Pourquoi on aime Les Huit Montagnes :

Écrit et situé dans les hauteurs du Val d’Aoste, Les Huit Montagnes possède toute la beauté du décor dans lequel, comme les nombreux mélèzes qui l’habitent, il vient prendre racine. Une nature éparse, constituée de forêts d’altitude, de sommets enneigés et de frêles rivières, surplombée par les sommets vierges des Alpes, de laquelle le natif de Milan tire une écriture similaire, tendre, dénudée, et sensuelle. Mais plus encore que par la beauté de ces paysages encore sauvage, ce premier roman brille par l’état dans lequel cet environnement plonge ses personnages, et par la façon dont le romancier utilise cet environnement pour parler de leur nature profonde.

 

Fin connaisseur de la littérature américaine, Paolo Cognetti possède sur ce point une approche qui n’est pas sans rappeler quelques-uns de ses pères fondateurs. Steinbeck tout d'abord, qui dans son recueil de nouvelles Les Pâturages du ciel, joue pareillement au jeune italien aujourd'hui de l’installation d’une famille dans une vallée et de leur volonté d’y faire le bien pour sonder l’âme humaine.  Autre choix narratif semble-t-il inspiré de l'auteur des Raisins de la colère, le personnage de Bruno, ami montagnard du narrateur Pietro, n'est pas sans rappeler le stéréotype de l’ouvrier affrontant la crise qui traverse l’œuvre de l’auteur californien. Dans son écriture, toutefois, c'est plutôt vers la finesse et de la poésie d’un Jim Harrison que tend Cognetti, dont on retrouve une forme d'exaltation de la nature toute en retenue, pudique et sans effusion inutile. Enfin, si le natif de Milan réussit la prouesse de restituer la splendeur de ces cimes dans toute leur élémentaire beauté, jamais celle-ci ne saurait se dissocier des réflexions sur la nature humaine qu’elle lui inspire, à l’instar d’Henri David Thoreau dans Walden ou la Vie dans les bois. Cognetti, tout comme la naturaliste en son temps, utilise sa propre retraite pour s’interroger sur la société, le voyage, la famille, la tradition, mais aussi sur la jeunesse italienne  – thème déjà transversal à son précédent Sofia s’habille toujours en noir. 

 

Profondément introspectif, parfois hautement mélancolique, Les Huit Montagnes n'en demeure pas moins un splendide témoignage sur l'être humain et la nature, qui sait alterner entre gravité et une légèreté bondissante à la Tom Sawyer, que Cognetti ne manque pas de citer dans le texte.

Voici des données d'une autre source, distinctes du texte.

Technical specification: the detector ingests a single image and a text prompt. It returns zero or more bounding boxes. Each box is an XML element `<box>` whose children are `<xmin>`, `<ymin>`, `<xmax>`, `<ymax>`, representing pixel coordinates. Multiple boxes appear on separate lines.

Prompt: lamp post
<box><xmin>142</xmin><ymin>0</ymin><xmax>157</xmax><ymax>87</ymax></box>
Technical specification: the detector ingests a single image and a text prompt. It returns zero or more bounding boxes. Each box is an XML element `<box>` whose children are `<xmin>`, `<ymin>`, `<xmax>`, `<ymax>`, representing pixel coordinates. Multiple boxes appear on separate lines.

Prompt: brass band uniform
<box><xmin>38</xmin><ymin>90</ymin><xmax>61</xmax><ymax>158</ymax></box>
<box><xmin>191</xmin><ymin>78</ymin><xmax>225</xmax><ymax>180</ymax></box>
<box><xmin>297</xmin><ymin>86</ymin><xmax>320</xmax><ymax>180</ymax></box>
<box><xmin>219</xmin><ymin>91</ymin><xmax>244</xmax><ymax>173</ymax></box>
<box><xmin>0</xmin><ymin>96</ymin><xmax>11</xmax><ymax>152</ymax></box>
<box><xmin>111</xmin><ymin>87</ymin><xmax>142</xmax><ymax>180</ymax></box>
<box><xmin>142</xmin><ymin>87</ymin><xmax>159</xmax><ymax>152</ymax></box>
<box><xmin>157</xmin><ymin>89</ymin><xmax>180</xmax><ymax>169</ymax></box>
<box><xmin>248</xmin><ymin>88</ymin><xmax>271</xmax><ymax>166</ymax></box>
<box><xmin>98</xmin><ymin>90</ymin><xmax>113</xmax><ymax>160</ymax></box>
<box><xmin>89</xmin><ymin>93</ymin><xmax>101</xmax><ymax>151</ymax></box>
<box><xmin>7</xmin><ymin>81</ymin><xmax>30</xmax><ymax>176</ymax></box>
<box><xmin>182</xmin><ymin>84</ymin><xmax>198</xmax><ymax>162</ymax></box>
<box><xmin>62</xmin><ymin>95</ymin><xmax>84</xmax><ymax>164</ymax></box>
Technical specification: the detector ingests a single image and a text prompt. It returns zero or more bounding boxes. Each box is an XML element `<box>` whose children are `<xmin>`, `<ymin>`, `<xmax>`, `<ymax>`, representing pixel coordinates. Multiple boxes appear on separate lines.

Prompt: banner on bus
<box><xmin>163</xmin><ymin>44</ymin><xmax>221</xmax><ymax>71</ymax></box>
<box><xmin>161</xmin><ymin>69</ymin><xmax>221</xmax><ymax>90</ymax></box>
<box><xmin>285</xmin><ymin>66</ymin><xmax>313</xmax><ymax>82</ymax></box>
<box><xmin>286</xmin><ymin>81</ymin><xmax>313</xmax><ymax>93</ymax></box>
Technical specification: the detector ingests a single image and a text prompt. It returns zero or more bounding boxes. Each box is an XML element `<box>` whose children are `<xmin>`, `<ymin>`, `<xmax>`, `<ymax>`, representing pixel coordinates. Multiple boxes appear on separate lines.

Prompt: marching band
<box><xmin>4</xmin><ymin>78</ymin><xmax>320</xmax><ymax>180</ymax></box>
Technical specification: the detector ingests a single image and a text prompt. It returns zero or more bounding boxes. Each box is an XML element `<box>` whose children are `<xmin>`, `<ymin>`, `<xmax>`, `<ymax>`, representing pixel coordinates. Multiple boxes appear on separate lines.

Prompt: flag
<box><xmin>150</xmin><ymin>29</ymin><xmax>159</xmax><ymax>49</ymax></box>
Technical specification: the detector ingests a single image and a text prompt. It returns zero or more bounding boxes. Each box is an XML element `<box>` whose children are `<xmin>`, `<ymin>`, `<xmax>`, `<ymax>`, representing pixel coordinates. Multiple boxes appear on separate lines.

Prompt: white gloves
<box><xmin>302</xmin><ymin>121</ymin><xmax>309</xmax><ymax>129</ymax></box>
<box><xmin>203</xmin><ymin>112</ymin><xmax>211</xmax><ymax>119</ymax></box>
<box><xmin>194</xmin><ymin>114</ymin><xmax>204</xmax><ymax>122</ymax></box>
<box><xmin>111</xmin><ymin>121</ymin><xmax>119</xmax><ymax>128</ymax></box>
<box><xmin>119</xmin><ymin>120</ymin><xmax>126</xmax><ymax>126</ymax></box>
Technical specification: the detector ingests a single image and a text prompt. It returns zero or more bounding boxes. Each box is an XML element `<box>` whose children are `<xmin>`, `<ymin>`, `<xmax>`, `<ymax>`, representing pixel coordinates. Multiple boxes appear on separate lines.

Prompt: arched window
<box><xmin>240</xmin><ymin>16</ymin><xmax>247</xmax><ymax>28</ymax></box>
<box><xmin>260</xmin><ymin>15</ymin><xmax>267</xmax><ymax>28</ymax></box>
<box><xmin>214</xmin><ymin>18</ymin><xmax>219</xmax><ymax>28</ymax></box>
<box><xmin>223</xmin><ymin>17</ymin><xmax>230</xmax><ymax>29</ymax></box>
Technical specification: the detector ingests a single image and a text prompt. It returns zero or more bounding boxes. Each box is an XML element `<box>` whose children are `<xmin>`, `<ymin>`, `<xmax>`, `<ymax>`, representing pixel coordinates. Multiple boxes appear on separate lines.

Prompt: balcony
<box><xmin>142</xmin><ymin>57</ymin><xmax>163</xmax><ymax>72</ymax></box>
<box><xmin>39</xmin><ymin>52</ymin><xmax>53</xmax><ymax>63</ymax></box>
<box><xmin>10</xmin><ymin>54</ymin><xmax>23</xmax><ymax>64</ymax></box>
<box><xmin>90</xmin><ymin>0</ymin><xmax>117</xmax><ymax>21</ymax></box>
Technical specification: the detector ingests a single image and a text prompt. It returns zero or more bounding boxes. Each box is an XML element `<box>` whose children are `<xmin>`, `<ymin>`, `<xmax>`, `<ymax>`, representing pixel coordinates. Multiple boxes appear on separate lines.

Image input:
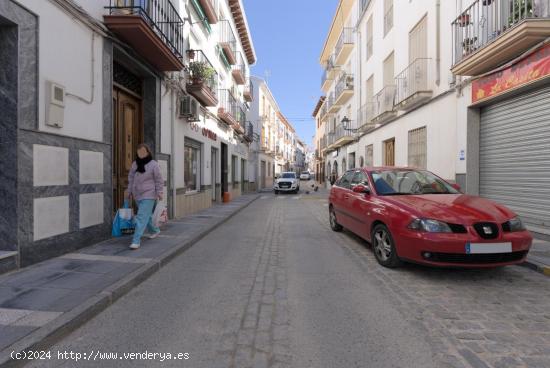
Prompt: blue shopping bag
<box><xmin>111</xmin><ymin>200</ymin><xmax>136</xmax><ymax>237</ymax></box>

Explorant également les thèmes de la jeunesse, de la famille ou encore de la solitude, ce premier roman dépasse le cadre strict du roman d'apprentissage et empoignant quelques aspects de livres d'aventure et d'autres tirés du grand roman social à la Steinbeck, Zola ou encore Hemingway. Une oeuvre enivrante devant laquelle, comme face aux glaciers qu'il évoque, aucun lecteur ne restera de marbre.

 

La page à corner :

"Peut-être ma mère avait-elle raison, chacun en montagne a une altitude de prédilection, un paysage qui lui ressemble et dans lequel il se sent bien. La sienne était décidément la foret des mille cinq cents mètres, celle des sapins et des mélèzes, à l’ombre desquels poussent les buissons de myrtilles, les genévriers et les rhododendrons, et se cachent les chevreuils. Moi, j’étais plutôt attiré par la montagne qui venait après : prairie alpine, torrents, tourbières, herbes de haute altitude, bêtes en pâture. Plus haut encore la végétation disparaît, la neige recouvre tout jusqu’à l’été et la couleur dominante reste le gris de la roche, veiné de quartz et tissé de jaune des lichens. C’est là que commençait le monde de mon père. Au bout de trois heures de marche, prés et bois cédaient la place aux pierrailles, aux petits lacs cachés dans les combes à neige, aux couloirs creusés par les avalanches, aux ruisseaux d’eau glacée. La montagne se transformait alors en un lieu plus âpre, plus inhospitalier et pur : là-haut, mon père arrivait à être heureux. Peut-être retrouvait-il sa jeunesse, en retournant à d’autres montagnes et d’autres temps. Même son pas semblait se faire moins lourd et recouvrer un agilité perdue." (p. 53-54)

 

Yves Czerczuk

à voir

Ajoutée le 4 Octobre 2018

Jeune prodige de la littérature allemande, comparé à rien de moins que John Irving, Benedict Wells vient d’arriver dans les librairies françaises avec La Fin de la solitude (Le Livre de Poche).

Ajoutée le 1 Octobre 2018

De l'immédiat après-guerre jusqu'à l'adoption du mariage pour les personnes de même sexe en 2015 par referendum, Les Fueurs invisibles du coeur de John Boyne suit les aléas de

Ajoutée le 17 Juillet 2018

En un seul roman paru en France, Les Portes du néant, Prix du meilleur livre étranger, Samar Yazbek a su rendre nécessaire son regard sur la guerre en Syrie et son absurdité.

Ajoutée le 8 Janvier 2018

C'est lors d'un voyage au Ghana où elle est née et qu'elle a quitté à l'âge de deux ans que Yaa Gyasi a senti germer le point de départ de ce qui allait devenir son premier roman, No home.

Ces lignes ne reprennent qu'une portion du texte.